Rethinking Privacy in the Age of AI

By David Hoffman, Associate General Counsel and Global Privacy Officer and Riccardo Masucci, Global Director of Privacy

People are talking about AI’s enormous potential in life-enhancing and potentially life-saving technologies: precision medicine, disease detection, driving assistance, increased productivity, workplace safety, better access to education and more. At Intel we are developing many of these technologies, and we are focused on integrating artificial intelligence capability across the global digital infrastructure. At the same time, we recognize the need to consider possible implications of AI on individuals and society – particularly when it comes to privacy and data protection.

During the 40th International Conference of Data Protection and Privacy Commissioners, we released a paper on Protecting Individuals’ Privacy and Data in the Artificial Intelligence World. Due to advances in computing power, data collection and analytics, many technologies are able to make autonomous determinations in near-real time – a capability that has implications for privacy.

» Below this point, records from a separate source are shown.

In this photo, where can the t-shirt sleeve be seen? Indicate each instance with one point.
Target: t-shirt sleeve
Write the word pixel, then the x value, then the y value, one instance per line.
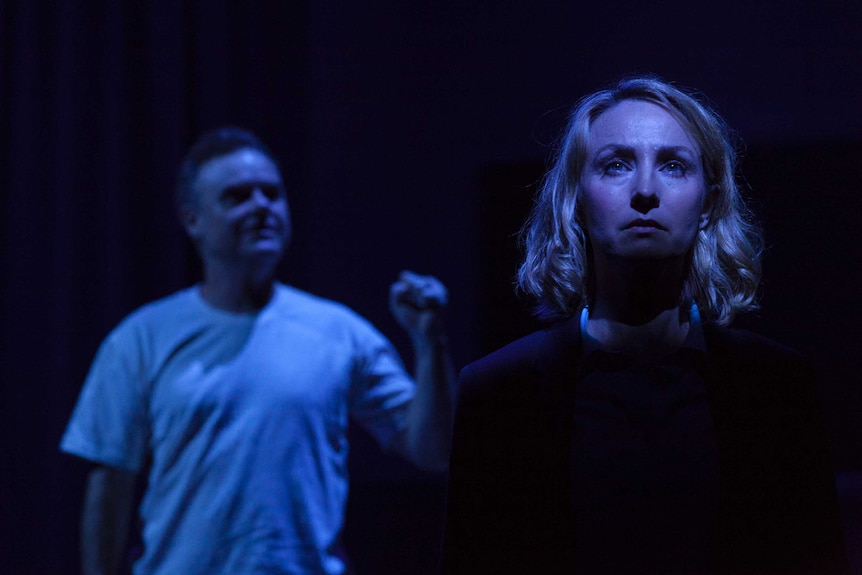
pixel 382 389
pixel 108 425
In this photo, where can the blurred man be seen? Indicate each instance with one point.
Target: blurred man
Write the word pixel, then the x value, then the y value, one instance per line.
pixel 234 395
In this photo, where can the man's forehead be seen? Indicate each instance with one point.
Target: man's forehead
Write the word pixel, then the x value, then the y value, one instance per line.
pixel 243 165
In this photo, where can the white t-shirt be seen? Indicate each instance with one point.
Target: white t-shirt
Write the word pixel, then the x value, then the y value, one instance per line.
pixel 242 419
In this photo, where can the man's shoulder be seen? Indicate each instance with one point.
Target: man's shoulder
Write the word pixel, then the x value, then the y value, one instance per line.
pixel 317 313
pixel 295 301
pixel 164 309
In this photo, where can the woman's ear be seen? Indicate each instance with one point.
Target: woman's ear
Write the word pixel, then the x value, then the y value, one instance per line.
pixel 708 204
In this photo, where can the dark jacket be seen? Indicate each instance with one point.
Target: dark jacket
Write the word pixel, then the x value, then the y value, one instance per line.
pixel 509 505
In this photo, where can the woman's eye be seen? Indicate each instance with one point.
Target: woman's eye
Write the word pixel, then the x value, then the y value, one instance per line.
pixel 675 167
pixel 614 166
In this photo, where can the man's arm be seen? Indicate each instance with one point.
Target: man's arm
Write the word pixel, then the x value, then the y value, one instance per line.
pixel 417 303
pixel 108 499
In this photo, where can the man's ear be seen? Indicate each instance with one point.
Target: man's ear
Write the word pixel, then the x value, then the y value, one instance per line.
pixel 190 221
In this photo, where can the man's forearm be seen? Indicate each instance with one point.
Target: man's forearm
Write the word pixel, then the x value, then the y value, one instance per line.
pixel 108 501
pixel 429 423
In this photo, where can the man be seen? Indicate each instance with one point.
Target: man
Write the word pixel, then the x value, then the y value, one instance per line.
pixel 234 395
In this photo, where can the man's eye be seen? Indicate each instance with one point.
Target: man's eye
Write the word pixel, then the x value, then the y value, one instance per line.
pixel 614 166
pixel 272 193
pixel 235 196
pixel 675 167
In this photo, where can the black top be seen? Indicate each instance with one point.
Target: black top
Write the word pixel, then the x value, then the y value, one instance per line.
pixel 517 502
pixel 644 460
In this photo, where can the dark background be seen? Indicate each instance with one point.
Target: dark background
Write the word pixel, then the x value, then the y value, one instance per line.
pixel 412 137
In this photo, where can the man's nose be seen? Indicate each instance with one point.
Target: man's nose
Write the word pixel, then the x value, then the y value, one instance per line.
pixel 259 199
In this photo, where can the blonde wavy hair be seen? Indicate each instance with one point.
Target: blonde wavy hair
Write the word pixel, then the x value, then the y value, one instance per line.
pixel 724 262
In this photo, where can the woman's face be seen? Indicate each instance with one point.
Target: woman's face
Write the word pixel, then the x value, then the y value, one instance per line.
pixel 642 188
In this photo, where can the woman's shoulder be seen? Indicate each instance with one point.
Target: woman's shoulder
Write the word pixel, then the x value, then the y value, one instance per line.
pixel 525 359
pixel 748 345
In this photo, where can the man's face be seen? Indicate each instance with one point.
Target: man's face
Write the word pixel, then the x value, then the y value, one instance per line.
pixel 240 213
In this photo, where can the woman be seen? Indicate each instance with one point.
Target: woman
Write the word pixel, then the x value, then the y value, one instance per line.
pixel 638 433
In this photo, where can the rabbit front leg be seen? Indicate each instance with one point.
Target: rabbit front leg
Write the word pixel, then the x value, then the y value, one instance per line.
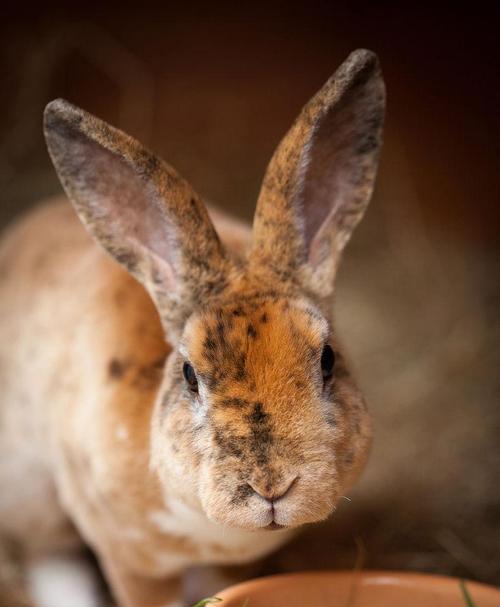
pixel 135 590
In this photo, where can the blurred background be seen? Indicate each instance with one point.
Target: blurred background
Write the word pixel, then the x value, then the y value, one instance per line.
pixel 212 89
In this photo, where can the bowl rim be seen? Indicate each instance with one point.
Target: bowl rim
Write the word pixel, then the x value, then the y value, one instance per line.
pixel 365 577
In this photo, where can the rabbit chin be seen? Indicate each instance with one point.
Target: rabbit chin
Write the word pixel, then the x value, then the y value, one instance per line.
pixel 258 514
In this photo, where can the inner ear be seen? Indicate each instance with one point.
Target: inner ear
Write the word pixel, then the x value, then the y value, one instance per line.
pixel 117 202
pixel 335 179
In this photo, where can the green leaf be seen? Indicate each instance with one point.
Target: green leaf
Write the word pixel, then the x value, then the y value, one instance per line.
pixel 208 601
pixel 467 597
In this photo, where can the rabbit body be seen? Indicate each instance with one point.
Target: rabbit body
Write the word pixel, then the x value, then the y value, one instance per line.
pixel 180 406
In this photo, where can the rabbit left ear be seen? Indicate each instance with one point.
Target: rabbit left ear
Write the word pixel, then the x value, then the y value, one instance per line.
pixel 139 209
pixel 320 179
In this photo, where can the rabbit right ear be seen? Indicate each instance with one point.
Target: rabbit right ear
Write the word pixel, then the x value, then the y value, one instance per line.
pixel 139 209
pixel 321 177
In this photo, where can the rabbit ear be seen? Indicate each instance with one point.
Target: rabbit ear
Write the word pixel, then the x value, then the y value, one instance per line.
pixel 321 177
pixel 138 208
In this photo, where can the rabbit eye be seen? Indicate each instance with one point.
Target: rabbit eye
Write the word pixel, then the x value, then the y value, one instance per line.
pixel 327 362
pixel 190 377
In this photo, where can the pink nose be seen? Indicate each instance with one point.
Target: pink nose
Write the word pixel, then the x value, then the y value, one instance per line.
pixel 272 494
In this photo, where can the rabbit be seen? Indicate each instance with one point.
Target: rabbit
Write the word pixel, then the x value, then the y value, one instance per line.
pixel 176 394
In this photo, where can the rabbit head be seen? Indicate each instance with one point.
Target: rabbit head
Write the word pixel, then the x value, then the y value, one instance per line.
pixel 257 422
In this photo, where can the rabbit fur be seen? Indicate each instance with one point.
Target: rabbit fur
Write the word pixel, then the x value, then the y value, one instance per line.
pixel 101 437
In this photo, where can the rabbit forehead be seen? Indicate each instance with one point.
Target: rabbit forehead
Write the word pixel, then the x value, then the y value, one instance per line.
pixel 248 342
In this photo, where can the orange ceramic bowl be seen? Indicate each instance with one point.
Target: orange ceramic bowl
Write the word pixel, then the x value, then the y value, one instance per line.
pixel 353 589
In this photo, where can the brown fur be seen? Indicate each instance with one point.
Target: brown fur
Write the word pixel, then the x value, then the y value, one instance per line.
pixel 153 476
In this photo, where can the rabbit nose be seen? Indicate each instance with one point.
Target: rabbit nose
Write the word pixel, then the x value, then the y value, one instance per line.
pixel 272 494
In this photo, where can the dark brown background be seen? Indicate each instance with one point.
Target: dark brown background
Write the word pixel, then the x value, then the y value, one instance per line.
pixel 418 292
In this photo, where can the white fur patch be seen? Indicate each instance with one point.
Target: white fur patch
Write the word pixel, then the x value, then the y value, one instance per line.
pixel 121 433
pixel 63 581
pixel 245 545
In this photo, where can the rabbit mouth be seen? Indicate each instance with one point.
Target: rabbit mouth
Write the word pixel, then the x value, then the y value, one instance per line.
pixel 274 526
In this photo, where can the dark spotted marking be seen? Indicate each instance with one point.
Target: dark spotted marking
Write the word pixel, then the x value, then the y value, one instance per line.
pixel 251 331
pixel 242 493
pixel 261 438
pixel 229 445
pixel 116 368
pixel 127 259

With this in mind, we make five observations:

  • Increased automation should not translate to less privacy protection
  • Explainability needs more accountability, meaning organizations need to demonstrate they have the processes to explain how algorithms come up with specific results
  • Ethical data processing is built on privacy
  • Privacy protects who we are (how others see us and how we see ourselves)
  • Encryption and de-identification help address privacy in AI

We then offer six policy recommendations for privacy in the age of AI:

  • New legislative and regulatory initiatives should be comprehensive, technology neutral, and support the free flow of data: Horizontal legislation can encompass both data uses and technologies that fall outside existing sectoral laws and that are still unforeseen.
  • Organizations should embrace risk-based accountability approaches, putting in place technical (privacy-by-design) or organizational measures (product development lifecycles and ethics review boards) to minimize privacy risks in AI.
  • Automated decision making should be fostered while augmenting it with safeguards to protect individuals: Legitimate interest should be acknowledged as legal basis for data processing for AI. Industry and governments should work together on algorithm explainability and risk-based degrees of human oversight to minimize risk to citizens from automated decision-making.
  • Governments should promote access to data, for example, opening up government data, supporting the creation of reliable datasets available to all, fostering incentives for data sharing, investing in the development of voluntary international standards (i.e., for algorithmic explainability) and promoting cultural diversity in datasets.
  • Funding research in security is essential to protect privacy in areas like homomorphic encryption, which can enable more protected analysis of personal data.
  • It takes data to protect data: Algorithms can help detect unintended discrimination and bias, and identity theft risks or cyber threats.

We welcome the opportunity to discuss these issues further as well as to receive feedback on our proposals. Intel stands ready to work closely with all interested stakeholders worldwide to develop viable pathways to pursue AI innovation and privacy together.